Native Plants, Habitat Restoration, and Other Science Snippets from Athens, Georgia

Sunday: 6 October 2013

The Month of September  -  @ 07:01:08
It's The Month of September, Number 92 in a series. Both temperatures (warmer) and precipitation (much drier) took a big turn for us here in northeast Georgia in September.

Here are the usual temperature anomalies products, at the National Weather Service Climate Prediction Center. Displayed is the high and low temperature anomalies.

Click on the image for the high and low anomaly graphic on a new page:



Most of the US was warmer, like us, to much warmer, in the central states. Southern CA and western AZ were much cooler than normal (again), while the northwest continued much warmer. The northeast continued cooler than normal, but warmer than normal temperatures invaded most of the eastern US for the first time in a couple of months.

Again, the high and low anomalies graphic (click on above figure) shows that nights were warmer than days were cool. And again this effect was particularly pronounced for the West, by whatever means.

We find the National Weather Service Climate Prediction Center's precipitation plots here.



For most of the western US, September brought copious amounts of rain, while central CA remained dry for at least the second month. Other than east TX, LA, and MS, the rest of the country east of center remained normal, or drier than normal, especially the midwest.

For the Athens, GA area:

Below is what I've finally come up with as a daily rain/temperature plot. The spiky lines are temperatures recorded during the days, and the lighter blue bars are Wolfskin rainfall measurements.

The black line is the normal average daily temperature, and you can see that we're distinctly on our downward fall toward autumn.



As in August, the daily highs seldom went above 90, though this is not unusual in September. The rainfall that began in June and continued through August finally came to an end for us. We only had two precipitation events resulting in a total of 2.17", while 3.94" is normal. Athens claimed 2.42".

We did not break any records in September. The average monthly temperature for September was 73.2 degF, just 1.7 deg lower than the 30-year average of 74.9. Cooler, yes, but not nearly as cool as August's 5 degF departure.

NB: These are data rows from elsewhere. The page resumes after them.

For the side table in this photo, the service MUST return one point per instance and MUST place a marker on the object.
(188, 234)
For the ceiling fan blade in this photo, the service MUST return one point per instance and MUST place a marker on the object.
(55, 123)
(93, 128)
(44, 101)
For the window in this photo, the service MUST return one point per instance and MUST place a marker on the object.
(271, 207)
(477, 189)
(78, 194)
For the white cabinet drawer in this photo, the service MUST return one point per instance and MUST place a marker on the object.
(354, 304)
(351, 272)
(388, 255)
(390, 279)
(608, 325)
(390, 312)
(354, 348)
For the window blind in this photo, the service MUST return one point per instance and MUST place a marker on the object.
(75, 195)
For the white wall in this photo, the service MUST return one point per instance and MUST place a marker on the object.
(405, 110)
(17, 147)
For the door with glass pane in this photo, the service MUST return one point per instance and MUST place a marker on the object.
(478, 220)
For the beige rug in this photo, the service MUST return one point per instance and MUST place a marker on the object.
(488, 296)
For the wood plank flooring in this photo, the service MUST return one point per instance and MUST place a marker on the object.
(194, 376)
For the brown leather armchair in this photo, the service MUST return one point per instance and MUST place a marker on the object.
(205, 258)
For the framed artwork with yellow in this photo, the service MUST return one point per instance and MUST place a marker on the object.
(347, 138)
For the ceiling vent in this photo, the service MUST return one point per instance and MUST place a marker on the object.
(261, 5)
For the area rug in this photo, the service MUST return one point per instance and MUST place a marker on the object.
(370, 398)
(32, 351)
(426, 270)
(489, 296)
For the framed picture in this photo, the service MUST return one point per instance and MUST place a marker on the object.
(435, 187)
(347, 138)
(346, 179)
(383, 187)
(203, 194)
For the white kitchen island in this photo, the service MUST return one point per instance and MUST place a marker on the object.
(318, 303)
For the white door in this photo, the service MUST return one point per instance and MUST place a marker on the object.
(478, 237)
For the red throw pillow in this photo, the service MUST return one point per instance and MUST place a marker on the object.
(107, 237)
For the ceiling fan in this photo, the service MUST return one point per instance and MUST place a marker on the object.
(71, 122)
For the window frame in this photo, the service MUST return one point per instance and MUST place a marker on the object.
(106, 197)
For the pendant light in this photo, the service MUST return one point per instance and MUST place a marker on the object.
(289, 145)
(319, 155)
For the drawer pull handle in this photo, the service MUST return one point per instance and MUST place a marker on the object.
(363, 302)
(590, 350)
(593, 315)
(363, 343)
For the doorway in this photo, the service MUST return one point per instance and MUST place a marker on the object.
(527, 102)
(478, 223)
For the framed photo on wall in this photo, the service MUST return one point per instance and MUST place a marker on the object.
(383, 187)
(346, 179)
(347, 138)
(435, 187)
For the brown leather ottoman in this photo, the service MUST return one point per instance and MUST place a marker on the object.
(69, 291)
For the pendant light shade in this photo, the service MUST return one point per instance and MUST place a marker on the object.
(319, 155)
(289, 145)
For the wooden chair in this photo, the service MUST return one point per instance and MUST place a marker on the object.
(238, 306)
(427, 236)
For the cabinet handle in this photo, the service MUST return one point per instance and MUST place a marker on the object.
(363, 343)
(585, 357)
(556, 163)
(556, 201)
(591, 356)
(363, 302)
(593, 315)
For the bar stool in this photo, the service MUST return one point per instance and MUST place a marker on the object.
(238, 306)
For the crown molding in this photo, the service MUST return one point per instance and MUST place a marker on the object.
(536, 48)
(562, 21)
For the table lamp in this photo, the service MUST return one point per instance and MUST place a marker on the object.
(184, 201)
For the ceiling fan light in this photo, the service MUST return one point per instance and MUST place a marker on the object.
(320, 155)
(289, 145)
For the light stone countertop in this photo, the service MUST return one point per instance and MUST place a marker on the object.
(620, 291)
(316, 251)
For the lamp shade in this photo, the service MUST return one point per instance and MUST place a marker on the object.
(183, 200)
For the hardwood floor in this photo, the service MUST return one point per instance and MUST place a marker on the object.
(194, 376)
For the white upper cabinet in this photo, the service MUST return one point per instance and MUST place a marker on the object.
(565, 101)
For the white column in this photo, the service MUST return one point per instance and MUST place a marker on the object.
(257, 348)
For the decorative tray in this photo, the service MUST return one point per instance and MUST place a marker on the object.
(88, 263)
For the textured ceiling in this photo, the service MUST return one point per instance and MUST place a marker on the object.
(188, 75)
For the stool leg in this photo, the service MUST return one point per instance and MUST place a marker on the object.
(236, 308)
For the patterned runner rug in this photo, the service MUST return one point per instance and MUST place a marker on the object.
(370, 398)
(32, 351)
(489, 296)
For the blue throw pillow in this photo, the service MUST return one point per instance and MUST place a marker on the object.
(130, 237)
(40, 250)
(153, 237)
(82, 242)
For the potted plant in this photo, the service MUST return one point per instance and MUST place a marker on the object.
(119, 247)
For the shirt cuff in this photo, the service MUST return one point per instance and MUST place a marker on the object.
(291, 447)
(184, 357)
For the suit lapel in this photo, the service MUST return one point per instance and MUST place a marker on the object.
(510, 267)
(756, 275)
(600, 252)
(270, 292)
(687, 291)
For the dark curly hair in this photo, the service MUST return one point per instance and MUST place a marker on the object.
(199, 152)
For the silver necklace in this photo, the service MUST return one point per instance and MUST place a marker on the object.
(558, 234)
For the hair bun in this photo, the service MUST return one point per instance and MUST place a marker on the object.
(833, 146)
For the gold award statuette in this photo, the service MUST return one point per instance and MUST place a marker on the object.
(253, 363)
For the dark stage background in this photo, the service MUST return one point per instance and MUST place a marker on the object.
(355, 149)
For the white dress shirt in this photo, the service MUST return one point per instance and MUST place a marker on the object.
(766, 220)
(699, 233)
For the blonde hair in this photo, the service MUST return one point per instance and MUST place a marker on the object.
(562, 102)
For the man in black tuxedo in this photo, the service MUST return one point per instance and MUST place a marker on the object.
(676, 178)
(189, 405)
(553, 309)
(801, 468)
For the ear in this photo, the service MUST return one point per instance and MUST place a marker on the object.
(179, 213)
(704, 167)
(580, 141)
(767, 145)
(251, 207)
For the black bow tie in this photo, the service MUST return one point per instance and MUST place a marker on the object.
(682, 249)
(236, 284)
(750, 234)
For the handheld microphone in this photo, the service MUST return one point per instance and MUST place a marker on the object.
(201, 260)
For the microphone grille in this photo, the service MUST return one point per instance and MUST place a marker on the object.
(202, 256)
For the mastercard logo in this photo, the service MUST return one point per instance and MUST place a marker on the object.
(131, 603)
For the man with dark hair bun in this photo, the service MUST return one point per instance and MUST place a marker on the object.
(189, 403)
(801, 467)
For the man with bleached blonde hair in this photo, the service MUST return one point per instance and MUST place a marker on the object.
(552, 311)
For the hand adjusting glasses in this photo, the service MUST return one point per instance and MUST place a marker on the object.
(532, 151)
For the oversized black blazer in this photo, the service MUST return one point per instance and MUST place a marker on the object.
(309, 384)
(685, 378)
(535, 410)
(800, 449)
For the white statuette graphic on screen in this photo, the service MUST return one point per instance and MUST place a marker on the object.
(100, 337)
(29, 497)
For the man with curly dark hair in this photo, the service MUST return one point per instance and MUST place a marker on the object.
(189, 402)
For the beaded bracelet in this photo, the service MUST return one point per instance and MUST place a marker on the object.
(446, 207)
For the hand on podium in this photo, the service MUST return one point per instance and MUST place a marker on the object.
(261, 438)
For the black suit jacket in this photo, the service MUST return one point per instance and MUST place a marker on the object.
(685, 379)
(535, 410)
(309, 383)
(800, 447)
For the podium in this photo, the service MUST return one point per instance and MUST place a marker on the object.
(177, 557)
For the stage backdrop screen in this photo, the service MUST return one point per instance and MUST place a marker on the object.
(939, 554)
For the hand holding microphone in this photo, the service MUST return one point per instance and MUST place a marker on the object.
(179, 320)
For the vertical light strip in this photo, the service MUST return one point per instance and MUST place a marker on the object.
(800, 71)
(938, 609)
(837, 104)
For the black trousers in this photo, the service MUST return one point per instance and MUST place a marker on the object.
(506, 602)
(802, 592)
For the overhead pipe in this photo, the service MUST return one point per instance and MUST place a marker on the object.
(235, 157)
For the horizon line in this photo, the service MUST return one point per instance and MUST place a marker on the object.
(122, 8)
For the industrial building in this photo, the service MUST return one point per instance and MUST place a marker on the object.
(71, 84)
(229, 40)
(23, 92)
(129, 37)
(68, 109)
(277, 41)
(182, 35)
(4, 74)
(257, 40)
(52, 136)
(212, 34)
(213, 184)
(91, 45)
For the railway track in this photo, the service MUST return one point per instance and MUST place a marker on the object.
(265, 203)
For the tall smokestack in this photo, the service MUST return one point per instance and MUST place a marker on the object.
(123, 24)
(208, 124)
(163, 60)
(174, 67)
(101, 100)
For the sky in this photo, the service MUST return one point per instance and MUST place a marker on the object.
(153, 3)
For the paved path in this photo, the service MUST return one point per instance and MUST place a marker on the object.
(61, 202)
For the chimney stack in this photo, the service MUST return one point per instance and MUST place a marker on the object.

We ended up with 0 days more than 1 standard deviation above normal highs, and 1 night with temperatures more than 1 standard deviation below normal lows.

The monthly histogram below shows the breakdown of high and low temperature range counts from September 1948 on. The error bars are just plus/minus one standard deviation, which I arbitrarily set as the limits outside of which are "significantly" anomalous.



This time the histogram reflects fairly well the average temperatures for September. There was virtually no difference between last month and the average September in the number of days experiencing any particular range.

Last but not least, the figure below shows the Athens precipitation data which are official for our area. As usual the green line shows our actual rainfall, the red shows the average accumulation expected. The black dots are rainfall over the last 22 years, and the river of peach shows the standard deviation.

We finally have a plot that shows a rainfall deficit. Official Athens rainfall was at 2.42", just 60% of normal. It never really seemed dry, though, with so much rain the previous three months. I think it took that 4 weeks with no rain (Aug 22-Sep 20) just to dry out completely.



At nearly 51" right now, we're 3" above normal rainfall for the year, with three months remaining.


Prognosticator stuff:

What is the neat prognosticator telling us? For us here in the southeast, it has been accurate over the last three months for temperature and precipitation. As of 5 October, it tells us in the Southeast that we can expect several weeks of much warmer temperatures. As I look at the forecast for the next ten days it looks like tomorrow will drop 10 degF for the foreseeable future, so I'm not so sure about the prognosticator there. Thereafter we'll have an equal chance of normal temperatures through December. The picture is quite different elsewhere, so be sure to take a look if you're not close by us.

Precipitation will be highly variable across the US, but at least in Athens the three month outlook will be for equal chances of rainfall after we get through this dry spell in the nest week or so.

ENSO stuff:

The folks at CPC have a version of PDF or HTML that is much different from their previous presentations, but at least it's there and the link isn't broken.

As of Sep 30, ENSO neutral conditions continue, and are expected to remain neutral throughout the Northern Hemisphere winter. We've remained ENSO neutral now for 16 months. The last time we had such a lengthy period without an El Niño or La Niña was 2005-2006.

NOAA's Monthly State of the Climate product for August is available, or will be when the government shutdown is over. And last year's annual report for 2012 regionally, nationally, and globally is also available.